This Purim, it’s a balance between trauma and gratitude
As expected, though, the Iranian counterresponse was fast and furious, and from Shabbos morning, Israelis were paying the price, as hundreds of ballistic missiles and swarms of suicide UAVs showered over the country in precision strikes from over a thousand miles away.
The first penetration that succeeded in breaching Israel’s aerial defenses and caused casualties was in Tel Aviv, a direct hit on an old residential building and lots of collateral damage, in an area with public shelters in the absence of the more modern apartment safe rooms. But the fiercest reprisal came the following day, when a heavy barrage of launches from Iran sent millions into shelters. And in the greatest tragedy of the war so far, a ballistic missile with an enormous warhead made a direct hit on a shul and shelter on Yehuda HaMaccabi Street in the old part of Beit Shemesh, leaving at least nine dead, dozens injured, and an entire town reeling.

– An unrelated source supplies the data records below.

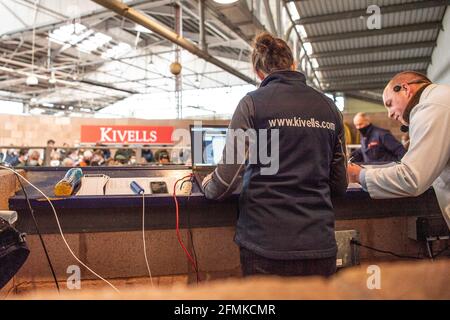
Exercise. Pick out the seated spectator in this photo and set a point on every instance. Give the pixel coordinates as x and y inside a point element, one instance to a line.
<point>147,154</point>
<point>55,159</point>
<point>162,156</point>
<point>11,158</point>
<point>86,159</point>
<point>34,160</point>
<point>23,156</point>
<point>68,162</point>
<point>377,144</point>
<point>120,159</point>
<point>98,159</point>
<point>126,154</point>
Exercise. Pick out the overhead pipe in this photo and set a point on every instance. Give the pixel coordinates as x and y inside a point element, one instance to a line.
<point>140,18</point>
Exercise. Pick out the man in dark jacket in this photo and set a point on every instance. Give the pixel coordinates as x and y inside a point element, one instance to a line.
<point>286,219</point>
<point>377,145</point>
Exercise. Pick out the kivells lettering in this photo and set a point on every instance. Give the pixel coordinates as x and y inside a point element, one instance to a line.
<point>110,135</point>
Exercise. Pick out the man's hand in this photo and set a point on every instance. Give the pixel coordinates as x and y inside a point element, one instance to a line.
<point>353,171</point>
<point>206,180</point>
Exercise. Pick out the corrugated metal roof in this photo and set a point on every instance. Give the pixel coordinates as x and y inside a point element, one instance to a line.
<point>319,22</point>
<point>376,41</point>
<point>377,56</point>
<point>373,70</point>
<point>321,7</point>
<point>387,20</point>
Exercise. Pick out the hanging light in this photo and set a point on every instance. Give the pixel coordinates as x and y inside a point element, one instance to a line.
<point>225,1</point>
<point>32,80</point>
<point>52,79</point>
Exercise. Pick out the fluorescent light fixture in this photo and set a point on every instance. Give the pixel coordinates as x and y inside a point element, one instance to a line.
<point>117,51</point>
<point>302,31</point>
<point>52,79</point>
<point>36,111</point>
<point>308,48</point>
<point>76,34</point>
<point>314,63</point>
<point>293,10</point>
<point>32,80</point>
<point>70,33</point>
<point>142,29</point>
<point>225,1</point>
<point>94,42</point>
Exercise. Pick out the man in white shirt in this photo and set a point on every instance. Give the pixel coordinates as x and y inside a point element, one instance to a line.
<point>412,99</point>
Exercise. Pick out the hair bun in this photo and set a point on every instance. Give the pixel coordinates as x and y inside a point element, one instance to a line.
<point>264,43</point>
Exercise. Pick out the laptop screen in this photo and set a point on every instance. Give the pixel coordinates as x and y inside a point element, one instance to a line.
<point>207,144</point>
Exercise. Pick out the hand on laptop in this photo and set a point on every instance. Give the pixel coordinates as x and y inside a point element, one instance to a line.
<point>206,180</point>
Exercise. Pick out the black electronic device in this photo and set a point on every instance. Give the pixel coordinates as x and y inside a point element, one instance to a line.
<point>13,251</point>
<point>207,144</point>
<point>428,228</point>
<point>158,187</point>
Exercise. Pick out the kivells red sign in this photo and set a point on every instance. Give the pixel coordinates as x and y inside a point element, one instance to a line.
<point>126,134</point>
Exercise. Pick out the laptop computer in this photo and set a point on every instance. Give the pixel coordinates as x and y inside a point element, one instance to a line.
<point>207,143</point>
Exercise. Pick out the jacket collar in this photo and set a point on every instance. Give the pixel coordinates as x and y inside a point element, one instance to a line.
<point>283,76</point>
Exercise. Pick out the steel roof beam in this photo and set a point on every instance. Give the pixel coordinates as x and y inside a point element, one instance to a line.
<point>366,50</point>
<point>361,13</point>
<point>142,19</point>
<point>373,64</point>
<point>375,32</point>
<point>362,77</point>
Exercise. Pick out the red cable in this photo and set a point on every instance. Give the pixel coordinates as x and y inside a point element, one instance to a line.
<point>178,223</point>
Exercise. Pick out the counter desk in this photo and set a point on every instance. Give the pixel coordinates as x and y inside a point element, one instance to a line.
<point>124,212</point>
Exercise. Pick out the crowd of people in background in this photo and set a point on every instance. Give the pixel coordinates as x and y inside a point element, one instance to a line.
<point>98,155</point>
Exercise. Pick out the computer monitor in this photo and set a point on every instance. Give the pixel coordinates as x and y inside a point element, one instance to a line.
<point>207,143</point>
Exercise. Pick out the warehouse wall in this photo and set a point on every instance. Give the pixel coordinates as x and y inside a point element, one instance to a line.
<point>439,69</point>
<point>21,130</point>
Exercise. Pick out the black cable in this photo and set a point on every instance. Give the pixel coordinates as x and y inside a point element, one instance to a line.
<point>440,252</point>
<point>39,233</point>
<point>191,241</point>
<point>355,242</point>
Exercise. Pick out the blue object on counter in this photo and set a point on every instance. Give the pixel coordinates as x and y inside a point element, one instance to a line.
<point>136,188</point>
<point>67,185</point>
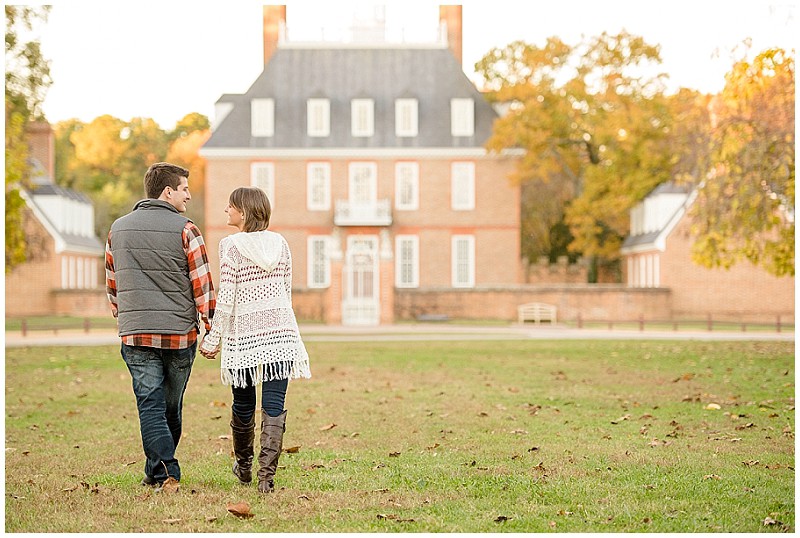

The Tiferet Yisrael shul and the public shelter underneath were completely obliterated; hundreds of scorched seforim were scattered in all directions, dozens of surrounding houses were destroyed or severely damaged, and victims were trapped under the rubble of several collapsed structures.
As of press time, there were nine known fatalities: Ronit Elimelech,45, and her mother, Sara; Oren Katz, a father and husband; Gavriel Baruch Ravach, 16; Bruria Cohen and her adult son, Yosef; and three siblings from the Biton family — Yaakov, 16, Avigail, 15, and Sara, 13.